A série de filmes americanos “13 Reasons” descreve a história de Hannah Baker, que era adolescente, sofreu bullying, violência sexual, decepção amorosa, etc., e sofreu de depressão. Da mesma forma, muitas pessoas enfrentam esses problemas no século 21. Na maioria dos casos, o sofrimento psíquico passa despercebido, o que pode levar à automutilação ou mesmo ao suicídio, comportamento violento contra si mesmo, como aconteceu com Hannah. Além disso, como argumentou o filósofo Sartre, não importa como a violência se manifeste, ela é sempre um fracasso, neste caso, é um fracasso para toda a humanidade.
Além disso, como afirma a revista Isto, na maioria dos casos, é difícil para os jovens manterem um diálogo com os pais, o que os faz esconder seus sentimentos. No filme “Precisamos falar sobre Kevin”, Kevin sofre de várias doenças mentais e, devido ao diálogo insuficiente com sua mãe, toma atitudes radicais. Por analogia, essa situação não só é incomum no mundo ficcional, pois, de acordo com a Pesquisa Nacional de Saúde, cerca de 14,1 milhões de brasileiros já foram diagnosticados com algum tipo de transtorno mental.
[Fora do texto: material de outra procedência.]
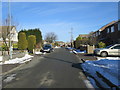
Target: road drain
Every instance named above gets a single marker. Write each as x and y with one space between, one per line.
47 80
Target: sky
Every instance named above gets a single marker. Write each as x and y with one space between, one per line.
60 17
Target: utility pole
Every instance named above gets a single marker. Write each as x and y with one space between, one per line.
10 27
71 37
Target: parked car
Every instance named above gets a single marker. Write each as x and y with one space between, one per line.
47 48
112 50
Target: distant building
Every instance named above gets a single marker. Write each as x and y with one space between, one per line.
109 34
4 30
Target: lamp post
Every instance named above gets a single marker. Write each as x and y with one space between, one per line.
71 37
10 27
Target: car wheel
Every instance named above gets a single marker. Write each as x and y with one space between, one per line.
103 54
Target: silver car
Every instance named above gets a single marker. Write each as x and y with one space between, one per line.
113 50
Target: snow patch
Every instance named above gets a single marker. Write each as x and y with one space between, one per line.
110 58
108 68
38 53
78 51
57 47
9 78
24 59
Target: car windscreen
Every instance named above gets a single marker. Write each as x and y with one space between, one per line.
109 46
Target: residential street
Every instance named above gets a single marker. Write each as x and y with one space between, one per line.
52 70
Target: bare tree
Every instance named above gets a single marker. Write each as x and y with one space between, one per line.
51 37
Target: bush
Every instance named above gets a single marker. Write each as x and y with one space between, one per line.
101 45
31 43
15 45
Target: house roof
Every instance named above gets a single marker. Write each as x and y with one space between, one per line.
102 28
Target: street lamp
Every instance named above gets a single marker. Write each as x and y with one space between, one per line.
10 27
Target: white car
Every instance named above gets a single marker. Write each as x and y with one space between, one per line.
113 50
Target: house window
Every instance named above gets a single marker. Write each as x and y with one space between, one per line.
112 29
119 26
108 30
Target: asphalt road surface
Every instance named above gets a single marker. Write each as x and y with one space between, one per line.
52 70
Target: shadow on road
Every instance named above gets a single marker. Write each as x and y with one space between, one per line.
75 65
58 59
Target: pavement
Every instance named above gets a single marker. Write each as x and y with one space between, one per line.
52 70
86 57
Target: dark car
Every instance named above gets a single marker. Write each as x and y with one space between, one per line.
47 48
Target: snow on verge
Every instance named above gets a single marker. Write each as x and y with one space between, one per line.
78 51
38 53
24 59
108 68
9 78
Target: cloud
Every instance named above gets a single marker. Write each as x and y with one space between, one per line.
62 0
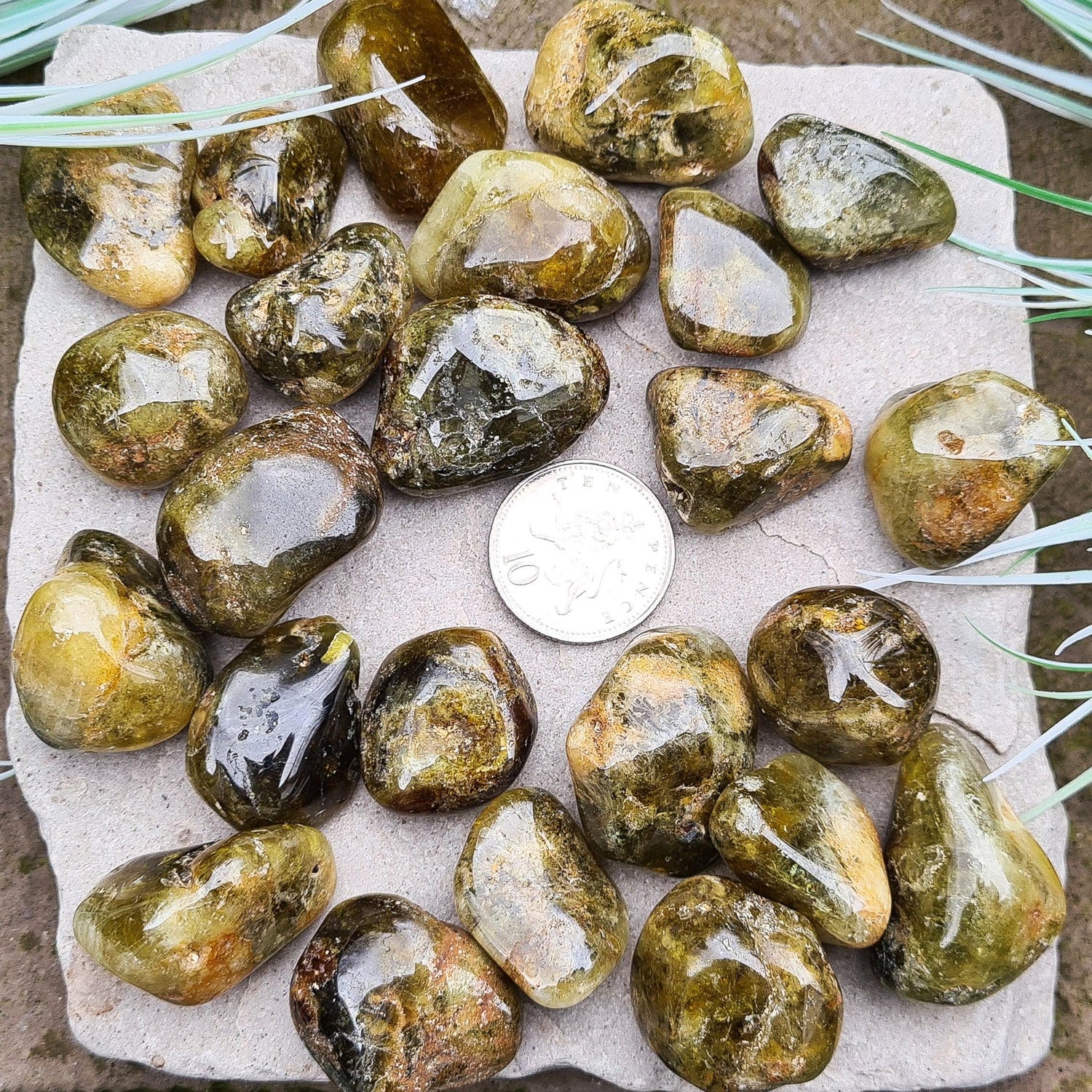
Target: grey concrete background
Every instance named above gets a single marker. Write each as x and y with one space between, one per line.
36 1051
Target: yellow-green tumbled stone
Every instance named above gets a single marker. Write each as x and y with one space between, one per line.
533 227
951 465
638 96
794 832
732 991
729 282
535 898
190 924
100 660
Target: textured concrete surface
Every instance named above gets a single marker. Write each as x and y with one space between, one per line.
35 1048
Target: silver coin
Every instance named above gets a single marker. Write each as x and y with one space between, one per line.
581 552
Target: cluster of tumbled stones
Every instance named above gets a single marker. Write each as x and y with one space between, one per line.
729 982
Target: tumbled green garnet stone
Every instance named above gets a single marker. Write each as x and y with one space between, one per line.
952 464
259 515
668 729
797 834
190 924
100 660
388 997
139 399
448 722
733 991
638 96
277 737
734 445
266 194
410 141
843 199
729 283
535 898
482 388
318 329
844 674
976 900
117 218
534 227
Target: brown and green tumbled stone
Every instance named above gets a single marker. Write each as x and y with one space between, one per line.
638 96
652 751
388 997
729 283
266 194
100 659
976 900
139 399
317 330
732 991
256 518
951 465
408 142
844 674
117 218
842 198
533 227
794 832
190 924
480 388
448 722
734 445
535 898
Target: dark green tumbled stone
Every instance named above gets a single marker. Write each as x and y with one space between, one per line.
264 196
732 991
842 198
258 517
976 900
483 388
652 751
100 660
318 329
448 722
845 675
535 898
139 399
388 998
277 737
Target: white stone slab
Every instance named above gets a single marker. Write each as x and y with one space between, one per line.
873 332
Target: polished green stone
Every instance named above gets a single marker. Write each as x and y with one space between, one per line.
100 660
264 196
652 751
448 722
259 515
410 141
190 924
140 397
482 388
732 991
639 96
845 675
842 198
734 445
317 330
797 834
729 283
534 897
390 1000
951 465
976 900
117 218
533 227
277 737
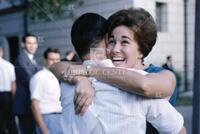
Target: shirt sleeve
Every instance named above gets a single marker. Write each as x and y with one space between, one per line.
164 117
12 73
36 88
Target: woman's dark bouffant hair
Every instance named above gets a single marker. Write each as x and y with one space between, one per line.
140 22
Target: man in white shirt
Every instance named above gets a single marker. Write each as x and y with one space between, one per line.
113 111
7 91
25 68
45 95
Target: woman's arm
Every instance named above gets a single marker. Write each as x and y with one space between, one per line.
159 85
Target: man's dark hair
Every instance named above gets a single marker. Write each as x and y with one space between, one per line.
50 50
87 31
140 22
28 35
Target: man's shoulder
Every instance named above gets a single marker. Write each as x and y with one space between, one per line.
39 75
7 64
Em resumo, diante dos argumentos acima, o Ministério da Saúde e a Organização de Saúde trabalham com a mídia para promover anúncios que revelem os riscos das principais doenças que afetam o século 21 (como depressão e ansiedade) e mostram o testemunho das pessoas. Por meio de psicólogos e especialistas em psicoeducação, eles estão no momento mais grave dessas doenças. Desta forma, pode se livrar do impasse causado pela sociedade.